Keynote Speakers

Briana Scurry

Briana Scurry

INTRODUCTION

A member of the National Soccer Hall of Fame, she is known as one of soccer’s most talented and influential goalkeepers. She made 173 international appearances for the United States that led to a World Cup and two Olympic gold medals. She was a founding member of the first professional women’s soccer league – she overcame a traumatic brain injury and is now one of the nation’s foremost advocates for increased awareness for traumatic brain injuries – AND she is a permanent feature in the Smithsonian National Museum of African American History and Culture. Her story is chronicled in her memoir, My Greatest Save, and her feature-length CBS Documentary, The Only. Please welcome Briana Scurry!

BIOGRAPHY

 Briana Scurry is widely recognized as one of the world’s most talented and influential goalkeepers. Scurry’s 173 international appearances as one of the first African American and openly gay professional athletes championed equality and diversified the sport. In 2017, Scurry was inducted into the National Soccer Hall of Fame. Named starting goalkeeper for the United States Women’s National Team in 1994, Scurry led the team on an illustrious run that included two Olympic gold medals. In the 1999 FIFA World Cup Championship – which represented one of the most seminal events in American athletic history – Briana made the iconic penalty kick save that carried the United States to victory. Scurry pioneered the first paid professional women’s soccer league as a founding player in 2001. A debilitating concussion led to her retirement in 2010. Since then, Scurry has repurposed her visibility to become one of the nation’s foremost advocates for increased awareness for traumatic brain injuries.
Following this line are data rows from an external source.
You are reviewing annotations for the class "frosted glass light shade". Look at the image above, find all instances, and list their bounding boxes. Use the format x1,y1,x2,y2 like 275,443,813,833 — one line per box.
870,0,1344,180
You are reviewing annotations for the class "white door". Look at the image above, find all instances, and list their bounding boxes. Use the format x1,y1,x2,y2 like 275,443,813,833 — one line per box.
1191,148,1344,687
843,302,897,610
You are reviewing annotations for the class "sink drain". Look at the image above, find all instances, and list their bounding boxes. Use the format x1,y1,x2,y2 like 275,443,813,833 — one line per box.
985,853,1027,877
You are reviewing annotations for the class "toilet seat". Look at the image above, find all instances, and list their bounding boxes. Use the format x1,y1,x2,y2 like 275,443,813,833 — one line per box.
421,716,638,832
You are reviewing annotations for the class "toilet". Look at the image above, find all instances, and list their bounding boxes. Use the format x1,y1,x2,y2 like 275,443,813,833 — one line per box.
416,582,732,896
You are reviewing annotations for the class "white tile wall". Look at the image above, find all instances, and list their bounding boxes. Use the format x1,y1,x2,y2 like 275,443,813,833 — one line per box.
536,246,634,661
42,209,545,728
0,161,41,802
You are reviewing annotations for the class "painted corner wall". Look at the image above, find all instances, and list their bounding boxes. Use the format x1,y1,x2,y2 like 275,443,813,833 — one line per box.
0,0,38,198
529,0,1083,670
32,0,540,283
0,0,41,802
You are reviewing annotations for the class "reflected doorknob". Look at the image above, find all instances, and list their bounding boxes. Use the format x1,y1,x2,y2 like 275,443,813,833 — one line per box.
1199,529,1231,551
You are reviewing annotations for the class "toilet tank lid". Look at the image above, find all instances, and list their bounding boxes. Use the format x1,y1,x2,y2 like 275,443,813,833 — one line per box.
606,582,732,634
Through her impact on the landscape of women’s soccer and American sports culture, Briana was selected to the United States Women’s National Team’s All-Time Best XI and was selected as the permanent Title IX Exhibit in the Smithsonian National Museum of African American History and Culture.
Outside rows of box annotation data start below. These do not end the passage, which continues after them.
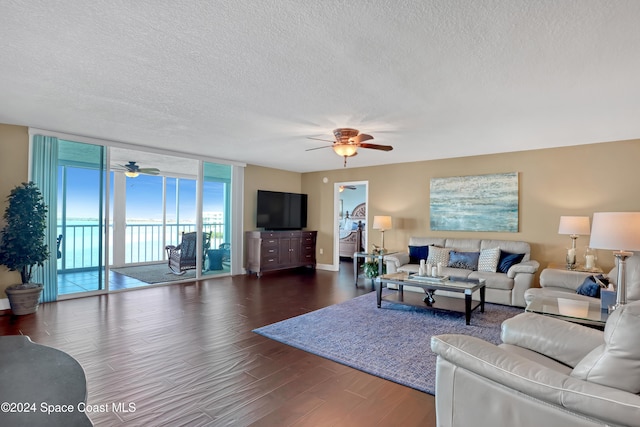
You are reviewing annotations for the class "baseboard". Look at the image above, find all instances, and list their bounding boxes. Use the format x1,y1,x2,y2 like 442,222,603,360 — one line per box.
316,264,338,271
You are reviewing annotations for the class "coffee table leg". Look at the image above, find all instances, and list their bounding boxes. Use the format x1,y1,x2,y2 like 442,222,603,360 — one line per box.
464,294,471,325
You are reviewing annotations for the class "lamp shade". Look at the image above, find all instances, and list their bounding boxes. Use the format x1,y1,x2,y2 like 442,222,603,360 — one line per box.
373,215,391,231
558,216,591,236
333,144,358,157
589,212,640,251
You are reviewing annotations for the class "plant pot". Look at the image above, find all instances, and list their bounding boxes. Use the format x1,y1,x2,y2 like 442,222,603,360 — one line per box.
4,283,44,316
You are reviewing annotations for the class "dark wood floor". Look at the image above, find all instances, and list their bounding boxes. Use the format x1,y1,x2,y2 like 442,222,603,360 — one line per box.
0,263,435,426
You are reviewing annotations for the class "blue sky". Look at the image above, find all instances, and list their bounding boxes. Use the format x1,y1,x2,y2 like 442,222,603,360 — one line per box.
58,168,224,221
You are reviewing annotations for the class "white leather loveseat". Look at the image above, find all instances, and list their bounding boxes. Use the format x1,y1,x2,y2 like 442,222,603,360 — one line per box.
431,301,640,427
384,237,540,307
524,252,640,304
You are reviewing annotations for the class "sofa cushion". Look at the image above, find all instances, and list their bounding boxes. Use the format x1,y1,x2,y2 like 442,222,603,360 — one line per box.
447,251,480,270
480,239,531,262
497,250,524,273
409,245,429,264
571,301,640,393
427,246,449,267
478,248,500,273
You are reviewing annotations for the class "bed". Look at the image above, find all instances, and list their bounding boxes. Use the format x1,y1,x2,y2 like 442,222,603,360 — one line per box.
339,203,367,258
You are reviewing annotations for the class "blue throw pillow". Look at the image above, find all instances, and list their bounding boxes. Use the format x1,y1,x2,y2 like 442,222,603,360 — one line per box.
447,251,480,271
409,246,429,264
498,251,524,273
576,276,600,298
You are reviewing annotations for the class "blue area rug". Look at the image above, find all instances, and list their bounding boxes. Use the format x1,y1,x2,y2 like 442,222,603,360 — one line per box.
253,290,524,394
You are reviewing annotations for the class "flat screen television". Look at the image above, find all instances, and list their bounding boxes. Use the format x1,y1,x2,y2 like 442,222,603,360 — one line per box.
256,190,307,230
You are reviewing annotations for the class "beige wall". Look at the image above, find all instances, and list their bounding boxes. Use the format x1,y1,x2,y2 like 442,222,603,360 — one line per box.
0,124,640,298
0,124,29,298
302,140,640,271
In 2022, Scurry released her best-selling memoir, My Greatest Save, and was also the subject of The Only, a CBS feature-length documentary chronicling her life. In 2023, Scurry served as the commencement speaker and was awarded an Honorary Doctor of Public Service degree from her alma mater, The University of Massachusetts Amherst.

 

Laurent Dubois

laurent

INTRODUCTION

Laurent Dubois is one of the world’s leading historians of the Atlantic world and one of the most influential scholars of Haiti, democracy, and global sports culture. He is the John L. Nau III Bicentennial Professor in the History and Principles of Democracy at the University of Virginia, where he also serves as co-director for academic affairs of the Democracy Initiative. His work has shaped public understanding of the Caribbean, France, North America, and the role of culture in political life. Dubois is also an award-winning author whose books on history, music, and soccer have reached wide audiences. Please welcome Laurent Dubois.

BIOGRAPHY

Laurent Dubois is the John L. Nau III Bicentennial Professor in the History and Principles of Democracy at the University of Virginia. A specialist in the history and culture of the Atlantic world, he studies Haiti, the Caribbean, North America, and France. Dubois joined UVA in 2021 and also serves as co-director for academic affairs of the Democracy Initiative. In this role, he leads the Initiative’s research and pedagogical missions and directs the John L. Nau III History and Principles of Democracy Lab, the permanent core lab that anchors the Initiative’s work.

Before arriving at UVA, Dubois spent a decade at Duke University, where he founded the Forum for Scholars and Publics and taught in the departments of romance studies and history. He previously served as co-director of Duke’s Franklin Humanities Center Haiti Laboratory, helping to shape groundbreaking interdisciplinary work on Haitian history and culture.

Dubois is the author of seven books. His early work, A Colony of Citizens: Revolution and Slave Emancipation in the French Caribbean, 1787–1804, won the Frederick Douglass Prize and three additional book awards. His 2012 book, Haiti: The Aftershocks of History, was named a New York Times Notable Book of the Year. His research on global soccer includes Soccer Empire: The World Cup and the Future of France (University of California Press, 2010) and The Language of the Game: How to Understand Soccer (2018), which have established him as a leading public scholar of the sport. His cultural history of music, The Banjo: America’s African Instrument, was supported by a Guggenheim Fellowship, a National Humanities Center Fellowship, and a Mellon New Directions Fellowship.

His most recent book, co-authored with Richard Turits, is Freedom Roots: Histories from the Caribbean (University of North Carolina Press, 2019). Dubois’s essays on history, politics, music, and sports have appeared in The Atlantic, The Nation, The New Republic, The New Yorker, The New York Times, Slate, and Sports Illustrated.

Dubois holds a Ph.D. in anthropology and history from the University of Michigan and a B.A. in anthropology and English from Princeton University.